Many HIV and AIDS activists in the country and around the globe had expected a silver lining around the devastation caused by the now infamous Larkana HIV outbreak affecting the children in the small community of Ratodero, hoping the event would have catalysed key HIV stakeholders into action. It was expected that in the least, HIV prevention activities for certain high risk populations such as drug users and sex workers would have been mobilised into some sort of action — however nothing has materialised on ground.

This is despite the initial media frenzy in most national newspapers, local news channels, news websites, and front-page coverage and prominence on international broadcasting websites such as CNN, BBC, The Washington Post and The Guardian.

Despite seemingly low numbers, Pakistan’s HIV epidemic is a ticking time bomb.
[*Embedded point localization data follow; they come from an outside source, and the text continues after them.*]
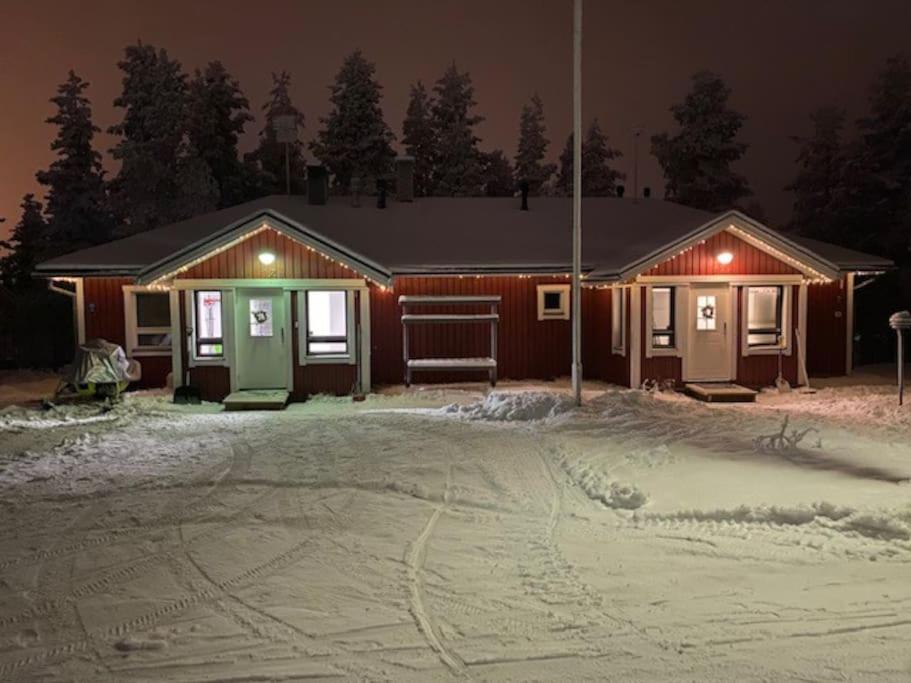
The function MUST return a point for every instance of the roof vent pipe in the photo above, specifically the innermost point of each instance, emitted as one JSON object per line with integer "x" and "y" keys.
{"x": 404, "y": 179}
{"x": 317, "y": 184}
{"x": 523, "y": 188}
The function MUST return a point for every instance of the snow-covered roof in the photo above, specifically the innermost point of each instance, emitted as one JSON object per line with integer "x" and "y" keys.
{"x": 439, "y": 235}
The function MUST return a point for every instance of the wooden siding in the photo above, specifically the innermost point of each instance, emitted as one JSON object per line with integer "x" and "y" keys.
{"x": 527, "y": 348}
{"x": 104, "y": 309}
{"x": 598, "y": 358}
{"x": 337, "y": 379}
{"x": 827, "y": 318}
{"x": 701, "y": 260}
{"x": 292, "y": 260}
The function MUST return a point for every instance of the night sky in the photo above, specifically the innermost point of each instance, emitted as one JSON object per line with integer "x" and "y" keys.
{"x": 782, "y": 59}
HIV prevalence among people who inject drugs is reported to be 48.7% in Karachi and 16.2% in Larkana — documented as one of the highest in the country. It was hoped that HIV/AIDS prevention services would become available for high risk groups in these cities as it can make a tremendous difference in epidemic control at this stage. About 18.3% transgender sex workers in Larkana and 12.9% in Karachi were infected with HIV. These transgender sex workers entertain an average of two clients per day and condom use in their last sexual act was terribly low and reported at an abysmal 27.7%.
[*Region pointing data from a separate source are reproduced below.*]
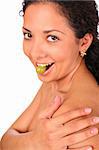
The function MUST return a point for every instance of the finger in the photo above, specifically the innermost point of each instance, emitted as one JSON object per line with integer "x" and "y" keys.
{"x": 70, "y": 115}
{"x": 82, "y": 148}
{"x": 76, "y": 125}
{"x": 79, "y": 137}
{"x": 48, "y": 113}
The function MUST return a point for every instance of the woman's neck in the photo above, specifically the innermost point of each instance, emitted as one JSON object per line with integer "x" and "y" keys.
{"x": 66, "y": 86}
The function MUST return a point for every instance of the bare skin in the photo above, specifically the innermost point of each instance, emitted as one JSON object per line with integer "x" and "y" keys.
{"x": 69, "y": 79}
{"x": 82, "y": 96}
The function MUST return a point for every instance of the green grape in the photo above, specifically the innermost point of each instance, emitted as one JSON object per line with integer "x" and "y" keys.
{"x": 40, "y": 69}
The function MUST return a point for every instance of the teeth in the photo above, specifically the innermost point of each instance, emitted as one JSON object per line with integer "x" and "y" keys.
{"x": 43, "y": 65}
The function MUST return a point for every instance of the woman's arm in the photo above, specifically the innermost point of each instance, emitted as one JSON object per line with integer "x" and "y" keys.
{"x": 48, "y": 134}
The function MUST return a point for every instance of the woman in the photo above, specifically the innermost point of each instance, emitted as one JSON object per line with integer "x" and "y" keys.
{"x": 60, "y": 39}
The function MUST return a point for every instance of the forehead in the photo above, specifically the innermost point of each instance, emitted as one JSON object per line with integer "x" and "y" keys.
{"x": 47, "y": 13}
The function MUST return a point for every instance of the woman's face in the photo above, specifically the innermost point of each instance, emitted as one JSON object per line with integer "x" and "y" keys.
{"x": 48, "y": 38}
How HIV can be contained at this stage with this level of apathy is a difficult question to answer. But it is imperative that this is done to achieve maximum impact of the HIV programme. We have to target the high-prevalence districts and communities and focus on “hot spots”. Hot spots are locations where high-risk groups of people congregate and indulge in unsafe sexual or drug injecting practices. The needs of such high-risk individuals must also be kept in mind while developing an intervention. The very first step in HIV prevention is testing. HIV testing services can change the nature of the epidemic. WHO guidelines on HIV testing services recommend a differentiated approach focusing on improving facility and community-based HIV testing services. HIV self-testing has been recommended since 2016 as an effective approach to deliver and support HIV testing. But to do this effectively, communities need to be mobilised to become involved in developing and adopting HIV self-testing models. For Pakistan, the transgender community serves as a low-hanging fruit to start HIV self-testing. HIV partners services is also recommended by WHO as part of a package for testing and care. In provider-assisted referral, a trained provider directly assists people who are HIV-positive and with their consent contacts their partners and offers them HIV testing.
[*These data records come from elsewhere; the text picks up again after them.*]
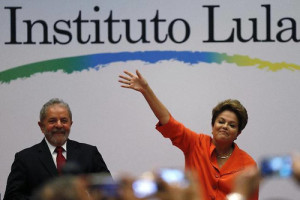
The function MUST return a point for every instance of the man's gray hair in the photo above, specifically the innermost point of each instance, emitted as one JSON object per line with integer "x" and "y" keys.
{"x": 52, "y": 102}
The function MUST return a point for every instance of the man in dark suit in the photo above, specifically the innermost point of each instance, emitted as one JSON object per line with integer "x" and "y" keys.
{"x": 38, "y": 164}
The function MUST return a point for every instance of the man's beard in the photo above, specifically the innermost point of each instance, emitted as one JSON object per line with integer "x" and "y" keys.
{"x": 53, "y": 138}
These are not all, but some of the global recommendations that the country needs to adopt immediately and institute HIV prevention services on ground. Some of the key elements of any HIV prevention programme are the provision of condoms, lubricants, HIV education, syringes and needles and HIV testing through outreach workers. Besides the field force of outreach workers there have to be static centres which are in localities where the high-risk population is in significant numbers.

Pakistan is plagued with a long list of public health problems and even though HIV/AIDS had seemed further down the list not too long ago, it has crept up to the extent of becoming a national catastrophe. As we saw in Ratodero, HIV/AIDS torments families affecting their most vulnerable. Ratodero and the country beckon and await a compassionate, timely and decisive response.

Published in The Express Tribune, December 1st, 2019.